Sure, but from my perspective (you probably had better insight into these companies involvement than me) there was always a question about how committed companies this large really are when they only have a few projects in the language. Hiring core developers puts all doubts to bed (and also the kind of investment that actually for counts for something).
As someone who has lived through hype cycles, big companies can pull the rug just as quickly on these investments as they’ve made them. While this does indicate a more serious interest, it’s not nearly the safety net you think.
To the contrary, a bunch of FAANG driven contributions tend to make projects focused too much on particular use cases. Go’s clusterfuck of package management is entirely because Google doesn’t do package management.
> a bunch of FAANG driven contributions tend to make projects focused too much on particular use cases
This is one of the challenges we have, as a project, in this next phase of its life: make sure that we are helping organizations achieve their goals, while not allowing it to be totally directed by them. Rust governance is set up to be resilient to takeovers by any one organization, but we're now playing with some of the most powerful organizations on the planet. We're glad to have them, but we do have to make sure that we make Rust what we want it to be, and not purely what various large tech companies want it to be. It's a delicate balance.
From my perspective, the size of the companies has little to do with the relative risk of outcomes that are not the best for the common good. I've seen folks at small companies try to control or unduly influence open-source software, and I've seen folks that work at large companies do it too.
At the end of the day, I think it comes down to the actions of people directly involved in a community, and the culture that they collectively cultivate. I'm optimistic that being intentional in this makes for a very resilient project and community.
Absolutely. And I am very happy to see Amazon and others contribute to Rust. I think everyone involved has good intentions, and for that I’m very greatful.
Disclosure: I work at Amazon where I build AWS infrastructure
This is where I think mindful investments in building and maintaining a diverse community of developers and users is especially important for a system component like a programming language. From my perspective, this is an important feature of Rust that we should seek to maintain (as I've mentioned before elsewhere [1]).
It took them like a decade to get there though, all the while telling the entire non-Google world that they must be doing something wrong if they want versioning for their dependencies.
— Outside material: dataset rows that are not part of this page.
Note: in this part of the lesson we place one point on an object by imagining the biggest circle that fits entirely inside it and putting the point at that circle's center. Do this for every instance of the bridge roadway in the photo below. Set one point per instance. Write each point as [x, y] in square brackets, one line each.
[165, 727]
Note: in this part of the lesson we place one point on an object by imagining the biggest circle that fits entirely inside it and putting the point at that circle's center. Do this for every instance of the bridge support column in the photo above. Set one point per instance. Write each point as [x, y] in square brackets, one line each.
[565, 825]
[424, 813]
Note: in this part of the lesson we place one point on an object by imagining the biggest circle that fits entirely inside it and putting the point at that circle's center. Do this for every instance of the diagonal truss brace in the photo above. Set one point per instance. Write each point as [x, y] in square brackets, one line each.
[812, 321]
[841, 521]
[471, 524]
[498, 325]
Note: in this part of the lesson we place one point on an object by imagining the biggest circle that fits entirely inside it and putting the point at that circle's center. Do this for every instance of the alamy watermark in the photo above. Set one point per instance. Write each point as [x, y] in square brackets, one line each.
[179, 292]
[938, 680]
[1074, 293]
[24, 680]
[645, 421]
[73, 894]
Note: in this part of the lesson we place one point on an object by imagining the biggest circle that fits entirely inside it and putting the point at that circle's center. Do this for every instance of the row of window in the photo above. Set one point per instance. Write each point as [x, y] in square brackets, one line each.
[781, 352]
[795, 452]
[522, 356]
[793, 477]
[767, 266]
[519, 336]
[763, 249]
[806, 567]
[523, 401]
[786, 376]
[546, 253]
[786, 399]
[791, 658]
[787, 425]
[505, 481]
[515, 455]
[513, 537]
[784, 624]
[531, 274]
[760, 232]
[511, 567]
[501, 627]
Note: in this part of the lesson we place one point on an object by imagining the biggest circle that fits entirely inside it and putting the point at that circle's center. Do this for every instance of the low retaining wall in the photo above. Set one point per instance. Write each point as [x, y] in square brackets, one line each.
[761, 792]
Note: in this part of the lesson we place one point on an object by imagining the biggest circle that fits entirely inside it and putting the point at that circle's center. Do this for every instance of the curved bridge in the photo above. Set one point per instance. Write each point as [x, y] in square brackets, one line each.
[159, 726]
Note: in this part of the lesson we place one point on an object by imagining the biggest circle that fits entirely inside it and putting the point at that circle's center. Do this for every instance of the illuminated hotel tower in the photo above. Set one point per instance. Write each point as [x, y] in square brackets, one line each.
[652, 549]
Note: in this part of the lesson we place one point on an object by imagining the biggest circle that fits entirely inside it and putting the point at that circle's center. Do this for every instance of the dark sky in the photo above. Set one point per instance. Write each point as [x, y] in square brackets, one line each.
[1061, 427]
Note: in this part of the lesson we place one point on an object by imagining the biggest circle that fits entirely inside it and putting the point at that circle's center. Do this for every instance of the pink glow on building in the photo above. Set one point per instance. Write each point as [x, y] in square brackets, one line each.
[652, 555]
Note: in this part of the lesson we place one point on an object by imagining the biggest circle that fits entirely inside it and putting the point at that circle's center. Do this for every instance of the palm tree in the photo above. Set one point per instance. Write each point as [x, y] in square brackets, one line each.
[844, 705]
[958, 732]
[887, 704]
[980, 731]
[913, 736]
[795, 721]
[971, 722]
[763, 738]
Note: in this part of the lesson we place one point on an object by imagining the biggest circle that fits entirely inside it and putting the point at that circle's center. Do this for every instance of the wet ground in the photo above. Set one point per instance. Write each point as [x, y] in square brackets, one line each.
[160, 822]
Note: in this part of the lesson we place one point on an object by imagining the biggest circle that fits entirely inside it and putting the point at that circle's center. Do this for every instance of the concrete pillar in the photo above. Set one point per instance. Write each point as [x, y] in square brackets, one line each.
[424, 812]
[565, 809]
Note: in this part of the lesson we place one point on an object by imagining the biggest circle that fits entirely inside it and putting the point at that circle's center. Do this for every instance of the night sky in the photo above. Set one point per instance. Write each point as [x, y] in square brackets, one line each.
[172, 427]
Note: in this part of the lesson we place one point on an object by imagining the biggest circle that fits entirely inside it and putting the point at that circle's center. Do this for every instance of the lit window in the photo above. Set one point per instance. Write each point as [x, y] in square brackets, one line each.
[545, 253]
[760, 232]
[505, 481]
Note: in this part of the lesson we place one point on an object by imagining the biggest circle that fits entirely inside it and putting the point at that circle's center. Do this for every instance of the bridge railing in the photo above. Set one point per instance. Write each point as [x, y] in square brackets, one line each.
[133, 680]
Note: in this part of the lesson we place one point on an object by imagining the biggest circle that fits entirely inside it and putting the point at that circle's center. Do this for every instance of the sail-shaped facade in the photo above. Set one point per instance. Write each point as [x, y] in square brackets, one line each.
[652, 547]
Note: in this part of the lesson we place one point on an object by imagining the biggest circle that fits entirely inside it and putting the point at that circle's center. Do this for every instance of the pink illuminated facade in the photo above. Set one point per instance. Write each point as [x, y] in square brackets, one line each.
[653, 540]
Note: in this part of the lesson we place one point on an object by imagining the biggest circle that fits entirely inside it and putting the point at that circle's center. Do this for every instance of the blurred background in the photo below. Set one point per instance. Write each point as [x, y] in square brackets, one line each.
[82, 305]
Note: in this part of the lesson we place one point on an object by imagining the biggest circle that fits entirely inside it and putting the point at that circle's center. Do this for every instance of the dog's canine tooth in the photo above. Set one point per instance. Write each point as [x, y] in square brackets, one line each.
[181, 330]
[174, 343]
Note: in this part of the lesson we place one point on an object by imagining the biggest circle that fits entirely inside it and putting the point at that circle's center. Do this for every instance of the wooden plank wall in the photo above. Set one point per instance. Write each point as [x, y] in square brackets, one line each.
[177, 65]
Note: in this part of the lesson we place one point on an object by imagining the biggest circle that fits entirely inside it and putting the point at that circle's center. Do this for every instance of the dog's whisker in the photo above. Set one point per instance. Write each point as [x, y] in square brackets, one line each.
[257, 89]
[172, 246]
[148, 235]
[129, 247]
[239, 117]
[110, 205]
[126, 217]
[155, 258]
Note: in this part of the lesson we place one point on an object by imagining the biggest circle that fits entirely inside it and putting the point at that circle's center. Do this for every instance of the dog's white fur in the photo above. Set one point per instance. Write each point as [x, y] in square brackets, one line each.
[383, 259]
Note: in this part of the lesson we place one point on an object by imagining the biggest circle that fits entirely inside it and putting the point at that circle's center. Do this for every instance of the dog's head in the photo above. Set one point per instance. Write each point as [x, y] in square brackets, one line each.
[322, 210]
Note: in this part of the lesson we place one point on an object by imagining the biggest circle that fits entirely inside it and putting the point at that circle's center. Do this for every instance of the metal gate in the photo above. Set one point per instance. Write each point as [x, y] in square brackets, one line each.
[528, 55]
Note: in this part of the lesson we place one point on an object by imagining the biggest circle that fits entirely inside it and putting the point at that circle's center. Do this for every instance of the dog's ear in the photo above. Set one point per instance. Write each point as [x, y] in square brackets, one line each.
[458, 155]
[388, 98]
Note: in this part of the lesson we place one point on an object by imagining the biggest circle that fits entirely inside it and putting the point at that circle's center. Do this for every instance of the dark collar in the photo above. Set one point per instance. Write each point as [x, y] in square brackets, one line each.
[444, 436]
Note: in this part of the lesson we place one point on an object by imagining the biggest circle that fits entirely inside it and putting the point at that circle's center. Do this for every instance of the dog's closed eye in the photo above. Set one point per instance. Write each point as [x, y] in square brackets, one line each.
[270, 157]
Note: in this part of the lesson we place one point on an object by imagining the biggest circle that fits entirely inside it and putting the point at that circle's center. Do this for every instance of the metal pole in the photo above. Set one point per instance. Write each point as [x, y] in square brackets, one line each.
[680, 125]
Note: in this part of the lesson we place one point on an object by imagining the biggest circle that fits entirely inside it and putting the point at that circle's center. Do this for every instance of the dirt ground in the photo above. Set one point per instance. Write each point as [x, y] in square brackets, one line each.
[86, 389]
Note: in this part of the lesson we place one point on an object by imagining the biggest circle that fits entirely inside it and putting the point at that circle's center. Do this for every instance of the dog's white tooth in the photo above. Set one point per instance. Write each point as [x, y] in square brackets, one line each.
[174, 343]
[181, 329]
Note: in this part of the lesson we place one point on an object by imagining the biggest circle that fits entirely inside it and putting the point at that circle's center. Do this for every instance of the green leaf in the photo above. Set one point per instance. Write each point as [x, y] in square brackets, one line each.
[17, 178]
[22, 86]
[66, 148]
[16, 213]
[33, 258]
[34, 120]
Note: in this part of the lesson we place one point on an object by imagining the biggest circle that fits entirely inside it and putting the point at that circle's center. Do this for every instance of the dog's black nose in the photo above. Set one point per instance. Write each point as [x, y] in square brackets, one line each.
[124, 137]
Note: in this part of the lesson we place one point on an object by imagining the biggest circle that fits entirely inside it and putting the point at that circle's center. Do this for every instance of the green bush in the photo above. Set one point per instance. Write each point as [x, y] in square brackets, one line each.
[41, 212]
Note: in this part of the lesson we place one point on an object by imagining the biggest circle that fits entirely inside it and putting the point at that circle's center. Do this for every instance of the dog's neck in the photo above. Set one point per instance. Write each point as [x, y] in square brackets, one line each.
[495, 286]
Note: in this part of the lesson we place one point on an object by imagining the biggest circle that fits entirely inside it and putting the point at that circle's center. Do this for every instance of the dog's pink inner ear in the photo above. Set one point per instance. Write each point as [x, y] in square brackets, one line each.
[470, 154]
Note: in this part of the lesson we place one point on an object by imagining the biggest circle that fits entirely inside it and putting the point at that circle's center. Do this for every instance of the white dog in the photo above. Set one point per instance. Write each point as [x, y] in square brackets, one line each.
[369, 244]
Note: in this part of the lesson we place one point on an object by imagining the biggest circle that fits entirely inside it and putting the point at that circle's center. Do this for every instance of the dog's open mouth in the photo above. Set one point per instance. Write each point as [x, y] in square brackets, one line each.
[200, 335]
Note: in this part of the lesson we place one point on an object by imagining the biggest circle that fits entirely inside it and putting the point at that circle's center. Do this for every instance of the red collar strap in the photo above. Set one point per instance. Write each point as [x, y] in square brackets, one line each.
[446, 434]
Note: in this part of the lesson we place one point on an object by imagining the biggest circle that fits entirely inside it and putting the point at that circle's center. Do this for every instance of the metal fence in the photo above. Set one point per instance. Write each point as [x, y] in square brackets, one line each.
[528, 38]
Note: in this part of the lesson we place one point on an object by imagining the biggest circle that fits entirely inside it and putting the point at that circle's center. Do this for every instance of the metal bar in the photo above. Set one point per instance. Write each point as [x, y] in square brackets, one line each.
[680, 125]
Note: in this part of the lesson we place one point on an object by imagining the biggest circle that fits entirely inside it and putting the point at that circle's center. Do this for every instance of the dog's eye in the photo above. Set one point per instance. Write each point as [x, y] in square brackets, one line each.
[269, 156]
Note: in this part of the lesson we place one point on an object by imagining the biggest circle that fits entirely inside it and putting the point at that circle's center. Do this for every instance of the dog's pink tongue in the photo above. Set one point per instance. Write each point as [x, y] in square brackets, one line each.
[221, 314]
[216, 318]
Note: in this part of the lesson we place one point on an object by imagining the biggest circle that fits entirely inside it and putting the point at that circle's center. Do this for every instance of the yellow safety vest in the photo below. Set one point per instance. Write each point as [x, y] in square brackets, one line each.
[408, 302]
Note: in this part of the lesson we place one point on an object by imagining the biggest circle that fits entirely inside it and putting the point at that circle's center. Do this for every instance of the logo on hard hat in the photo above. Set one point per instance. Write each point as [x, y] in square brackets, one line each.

The problem was that there were no dependency solutions at the time that really nailed it. Most systems used something similar to Ruby's Bundler system, which was terrible to work with. Personally I like that the Go team is patient and takes the long view when adding features to the core tool set and language.
That was never the position and lots of third party tools sprung up to make things work once the vendor folder was added in Go 1.5. That was three years after the language was released.
The current version module system is built on a decade of anguish that finally toppled over and forced some serious interest. The problem is that it was a complete non-issue for Google because of the monorepo so the golang devs employed by Google severely downplayed the problem.
It definitely is a significant increase in support, all I'm saying is that it's a difference of intensity, not of kind, that is, it's not going from "no support" to "support" but from "support" to "lots of support."
Very happy to see this happening, for all the reasons you cite.
I think most of these companies have had a pretty large investment, they're just not really open about it in many cases. So yeah, it's a pretty visible signal, but the investments they had already were much larger ones. A team of core developers is a pretty small investment compared to having a ton of teams all over the place, which most of them had already.